Dahası, Tob geni olmayan fareler öğrenmiyor gibiydi. Dr. Youssef, farelerin her gün korku hafızasını uyandıran bir yere konulduğunda normalde durumun o kadar da kötü olmadığını öğrendiklerini ve artık korkmadıklarını açıkladı. Ancak Tob geni olmayanlar, birkaç gün sonra bile donma olarak gözlemlenen artan korku seviyeleri gösterdi.
Araştırmacılar daha sonra Nöral Hesaplama Birimi’nden OIST’in eski doktora öğrencisi Dr. Hiroaki Hamada ile ekip kurdu. Bir MRI aracılığıyla, Tob geni çıkarıldığında beynin stres direncini düzenleyen iki önemli yer arasındaki bağlantının değiştiğini buldular – hipokampus ve prefrontal korteks. Oradan araştırmacılar, genin hipokampus içinde oynadığı spesifik role bakmaya karar verdiler. Tob geni olmayan fareleri aldılar ve bu geni hipokampusa enjekte ederken, vücudun diğer bölgelerinde yok oldular. Korku ve depresyon seviyesi normale döndü, ancak farelerde hala artan endişe vardı. Araştırmacılar daha sonra bunun tersini yaptılar – hipokampustaki hücrelerde Tob geni olmayan ancak vücudun geri kalanındaki hücrelerde bulunan bir fare yarattılar. Bu durumda, farelerin normal kaygı düzeylerine sahip olduğunu, ancak korku ve depresyonun arttığını buldular.

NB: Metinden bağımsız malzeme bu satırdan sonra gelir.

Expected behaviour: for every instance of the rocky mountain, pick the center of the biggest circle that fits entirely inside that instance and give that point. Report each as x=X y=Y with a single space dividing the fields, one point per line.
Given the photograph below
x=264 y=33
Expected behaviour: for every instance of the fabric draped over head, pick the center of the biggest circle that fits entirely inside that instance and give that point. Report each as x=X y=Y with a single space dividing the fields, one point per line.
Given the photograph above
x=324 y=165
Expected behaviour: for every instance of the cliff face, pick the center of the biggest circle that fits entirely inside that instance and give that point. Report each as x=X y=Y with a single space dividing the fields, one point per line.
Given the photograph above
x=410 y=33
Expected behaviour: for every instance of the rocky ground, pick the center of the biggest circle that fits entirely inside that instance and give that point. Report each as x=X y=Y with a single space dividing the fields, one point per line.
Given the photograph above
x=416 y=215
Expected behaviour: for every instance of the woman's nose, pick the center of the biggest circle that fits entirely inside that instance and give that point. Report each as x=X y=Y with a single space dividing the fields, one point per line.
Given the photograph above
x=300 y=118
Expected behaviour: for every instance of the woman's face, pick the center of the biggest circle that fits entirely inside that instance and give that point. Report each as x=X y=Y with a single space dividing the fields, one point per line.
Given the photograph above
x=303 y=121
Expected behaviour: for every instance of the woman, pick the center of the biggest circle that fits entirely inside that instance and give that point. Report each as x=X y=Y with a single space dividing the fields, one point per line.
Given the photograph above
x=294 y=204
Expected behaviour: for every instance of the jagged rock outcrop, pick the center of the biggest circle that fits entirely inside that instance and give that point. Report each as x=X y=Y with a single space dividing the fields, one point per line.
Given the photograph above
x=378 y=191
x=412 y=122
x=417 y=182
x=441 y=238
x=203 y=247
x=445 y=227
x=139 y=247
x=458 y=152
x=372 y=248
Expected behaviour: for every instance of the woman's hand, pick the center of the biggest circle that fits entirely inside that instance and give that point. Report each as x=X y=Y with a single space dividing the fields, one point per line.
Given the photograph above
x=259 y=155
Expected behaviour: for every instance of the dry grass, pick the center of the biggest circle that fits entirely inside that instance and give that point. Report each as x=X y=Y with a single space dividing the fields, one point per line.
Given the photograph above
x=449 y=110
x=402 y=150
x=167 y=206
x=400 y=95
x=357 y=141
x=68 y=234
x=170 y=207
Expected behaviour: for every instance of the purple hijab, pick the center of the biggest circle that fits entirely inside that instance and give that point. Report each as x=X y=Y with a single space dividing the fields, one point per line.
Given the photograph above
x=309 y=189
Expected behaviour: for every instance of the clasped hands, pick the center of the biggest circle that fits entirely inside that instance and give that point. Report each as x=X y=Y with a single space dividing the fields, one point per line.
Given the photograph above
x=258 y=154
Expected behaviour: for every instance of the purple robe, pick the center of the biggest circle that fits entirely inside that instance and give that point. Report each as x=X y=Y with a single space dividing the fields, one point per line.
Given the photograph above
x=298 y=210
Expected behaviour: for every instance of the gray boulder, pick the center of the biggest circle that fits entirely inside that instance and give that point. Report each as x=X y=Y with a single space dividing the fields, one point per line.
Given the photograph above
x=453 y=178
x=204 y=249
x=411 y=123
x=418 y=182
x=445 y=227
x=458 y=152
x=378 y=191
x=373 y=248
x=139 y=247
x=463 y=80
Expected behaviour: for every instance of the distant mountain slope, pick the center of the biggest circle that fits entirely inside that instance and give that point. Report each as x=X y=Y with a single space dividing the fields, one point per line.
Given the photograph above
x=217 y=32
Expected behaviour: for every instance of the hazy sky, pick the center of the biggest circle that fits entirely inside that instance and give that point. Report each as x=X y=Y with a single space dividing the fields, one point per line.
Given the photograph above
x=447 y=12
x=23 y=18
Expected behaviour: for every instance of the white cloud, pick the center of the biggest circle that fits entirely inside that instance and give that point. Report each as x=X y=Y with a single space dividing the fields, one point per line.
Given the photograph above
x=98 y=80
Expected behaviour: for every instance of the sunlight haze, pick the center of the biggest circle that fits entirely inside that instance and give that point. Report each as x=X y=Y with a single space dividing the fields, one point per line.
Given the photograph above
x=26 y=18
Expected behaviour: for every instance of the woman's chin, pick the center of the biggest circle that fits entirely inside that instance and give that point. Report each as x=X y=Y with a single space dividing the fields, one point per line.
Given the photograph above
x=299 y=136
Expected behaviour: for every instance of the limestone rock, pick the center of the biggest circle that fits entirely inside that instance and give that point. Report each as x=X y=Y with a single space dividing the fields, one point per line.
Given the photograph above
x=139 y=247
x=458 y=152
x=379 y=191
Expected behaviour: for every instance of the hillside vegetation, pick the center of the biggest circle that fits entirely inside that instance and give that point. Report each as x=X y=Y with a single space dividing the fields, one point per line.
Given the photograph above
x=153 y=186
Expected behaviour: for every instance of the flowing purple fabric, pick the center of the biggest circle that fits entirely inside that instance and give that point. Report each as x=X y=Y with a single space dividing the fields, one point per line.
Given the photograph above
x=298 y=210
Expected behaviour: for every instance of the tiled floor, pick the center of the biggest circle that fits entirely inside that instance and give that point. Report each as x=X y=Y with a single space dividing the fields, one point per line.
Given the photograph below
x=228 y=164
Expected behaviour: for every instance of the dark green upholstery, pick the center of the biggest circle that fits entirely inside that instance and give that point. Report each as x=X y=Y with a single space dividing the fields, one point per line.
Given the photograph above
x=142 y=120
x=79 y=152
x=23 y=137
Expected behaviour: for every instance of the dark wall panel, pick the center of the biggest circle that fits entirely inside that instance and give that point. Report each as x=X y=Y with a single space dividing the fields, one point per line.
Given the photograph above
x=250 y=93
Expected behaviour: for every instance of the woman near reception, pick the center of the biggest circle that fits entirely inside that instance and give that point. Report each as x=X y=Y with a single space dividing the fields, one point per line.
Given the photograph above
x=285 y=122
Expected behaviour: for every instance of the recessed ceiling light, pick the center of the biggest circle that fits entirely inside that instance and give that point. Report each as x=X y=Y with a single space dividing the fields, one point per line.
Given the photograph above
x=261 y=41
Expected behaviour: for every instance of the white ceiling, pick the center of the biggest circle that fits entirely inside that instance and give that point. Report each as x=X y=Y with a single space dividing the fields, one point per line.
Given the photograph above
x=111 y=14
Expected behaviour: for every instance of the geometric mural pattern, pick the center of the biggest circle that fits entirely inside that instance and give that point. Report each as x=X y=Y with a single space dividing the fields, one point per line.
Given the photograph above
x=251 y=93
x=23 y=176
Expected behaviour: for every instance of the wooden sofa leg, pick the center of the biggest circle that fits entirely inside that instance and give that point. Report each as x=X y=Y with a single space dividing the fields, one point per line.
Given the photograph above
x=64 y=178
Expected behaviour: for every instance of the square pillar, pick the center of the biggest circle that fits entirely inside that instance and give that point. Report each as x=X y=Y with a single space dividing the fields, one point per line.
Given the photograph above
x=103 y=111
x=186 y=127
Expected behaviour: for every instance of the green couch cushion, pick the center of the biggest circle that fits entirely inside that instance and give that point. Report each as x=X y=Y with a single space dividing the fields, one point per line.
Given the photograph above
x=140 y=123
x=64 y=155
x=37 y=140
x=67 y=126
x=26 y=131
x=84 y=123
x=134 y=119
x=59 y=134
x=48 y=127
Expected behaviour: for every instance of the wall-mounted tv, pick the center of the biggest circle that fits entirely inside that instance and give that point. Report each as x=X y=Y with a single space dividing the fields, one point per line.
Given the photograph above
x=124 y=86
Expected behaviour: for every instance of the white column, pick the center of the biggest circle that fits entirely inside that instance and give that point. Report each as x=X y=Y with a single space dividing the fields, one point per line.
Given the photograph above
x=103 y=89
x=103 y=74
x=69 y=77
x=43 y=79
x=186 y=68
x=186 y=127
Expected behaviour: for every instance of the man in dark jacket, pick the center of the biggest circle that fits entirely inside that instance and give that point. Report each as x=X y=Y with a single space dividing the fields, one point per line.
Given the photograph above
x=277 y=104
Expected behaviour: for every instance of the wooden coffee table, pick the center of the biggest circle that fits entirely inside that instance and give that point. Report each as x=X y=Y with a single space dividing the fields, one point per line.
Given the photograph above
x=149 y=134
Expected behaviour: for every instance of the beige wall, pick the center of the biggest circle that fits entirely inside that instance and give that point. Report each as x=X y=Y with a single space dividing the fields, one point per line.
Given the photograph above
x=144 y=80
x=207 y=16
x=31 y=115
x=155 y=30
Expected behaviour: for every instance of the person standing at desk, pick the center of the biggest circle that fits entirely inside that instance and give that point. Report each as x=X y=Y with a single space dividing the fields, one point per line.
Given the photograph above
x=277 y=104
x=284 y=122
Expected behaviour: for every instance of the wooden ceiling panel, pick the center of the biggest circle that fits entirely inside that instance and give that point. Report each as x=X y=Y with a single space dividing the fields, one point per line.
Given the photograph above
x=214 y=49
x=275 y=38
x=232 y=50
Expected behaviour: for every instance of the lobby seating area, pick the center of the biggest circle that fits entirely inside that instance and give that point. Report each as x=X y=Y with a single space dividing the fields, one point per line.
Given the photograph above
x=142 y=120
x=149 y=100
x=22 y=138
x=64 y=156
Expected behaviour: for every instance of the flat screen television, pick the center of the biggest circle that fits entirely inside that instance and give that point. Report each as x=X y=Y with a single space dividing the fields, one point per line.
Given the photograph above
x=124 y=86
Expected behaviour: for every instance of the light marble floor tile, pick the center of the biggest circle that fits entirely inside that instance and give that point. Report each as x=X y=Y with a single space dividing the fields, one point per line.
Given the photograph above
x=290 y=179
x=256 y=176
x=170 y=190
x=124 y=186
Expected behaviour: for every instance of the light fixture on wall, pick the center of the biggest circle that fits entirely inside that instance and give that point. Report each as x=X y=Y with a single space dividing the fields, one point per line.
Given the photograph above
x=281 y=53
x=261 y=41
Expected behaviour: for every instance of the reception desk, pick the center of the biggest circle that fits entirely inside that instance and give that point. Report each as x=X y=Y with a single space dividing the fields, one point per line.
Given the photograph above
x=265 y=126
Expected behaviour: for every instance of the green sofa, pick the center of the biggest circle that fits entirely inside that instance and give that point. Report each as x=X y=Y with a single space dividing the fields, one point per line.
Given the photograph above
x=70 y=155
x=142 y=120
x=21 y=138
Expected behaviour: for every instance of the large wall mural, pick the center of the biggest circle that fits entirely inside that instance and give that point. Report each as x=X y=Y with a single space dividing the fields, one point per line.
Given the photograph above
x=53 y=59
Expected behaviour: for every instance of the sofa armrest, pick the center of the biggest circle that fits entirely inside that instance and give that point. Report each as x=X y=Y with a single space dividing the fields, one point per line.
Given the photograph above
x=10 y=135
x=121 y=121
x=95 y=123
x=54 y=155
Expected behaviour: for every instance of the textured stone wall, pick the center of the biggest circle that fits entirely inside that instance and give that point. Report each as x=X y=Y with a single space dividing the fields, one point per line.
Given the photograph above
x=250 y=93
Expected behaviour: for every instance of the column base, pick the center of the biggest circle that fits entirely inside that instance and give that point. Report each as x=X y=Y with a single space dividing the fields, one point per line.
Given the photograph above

Dr. Youssef, “Hipokampus içindeki Tob geninin korku ve depresyonu bastırdığı sonucuna vardık” dedi. “Ancak kaygının bastırılması, beynin başka bir bölümü tarafından düzenlenmelidir.”
Daha sonra, OIST’in eski Davranış için Beyin Mekanizmaları Birimi’nden araştırmacılar, Tob geni olmayan farelerin hipokampüsü içindeki nöronların işlevini ölçtüler. Uyarımın arttığını, inhibisyonun azaldığını buldular, bu da farelerin davranışını etkileyecek olan genel dengenin etkilendiğini düşündürdü.
Son olarak, araştırmacılar fareleri strese maruz bıraktıktan sonra moleküler analizler yaptılar. İlginç bir şekilde, ifadenin stresle hemen değişmediğini buldular. Ancak fareleri strese maruz bıraktıktan 15 dakika sonra değişiklikler oldu. Tob geninin silinmesi durumunda diğer genler ve proteinler etkilenmiştir. Bu, Tob geninin muhtemelen birden fazla doğrudan ve dolaylı etkiye sahip olduğunu göstermektedir.
Dr. Youssef, “Tob geninin korku, depresyon ve kaygıdaki bu rolünü ortaya çıkarmak, psikiyatrik stres için terapötikler geliştirmek için büyük etkilere sahip olabilir” dedi.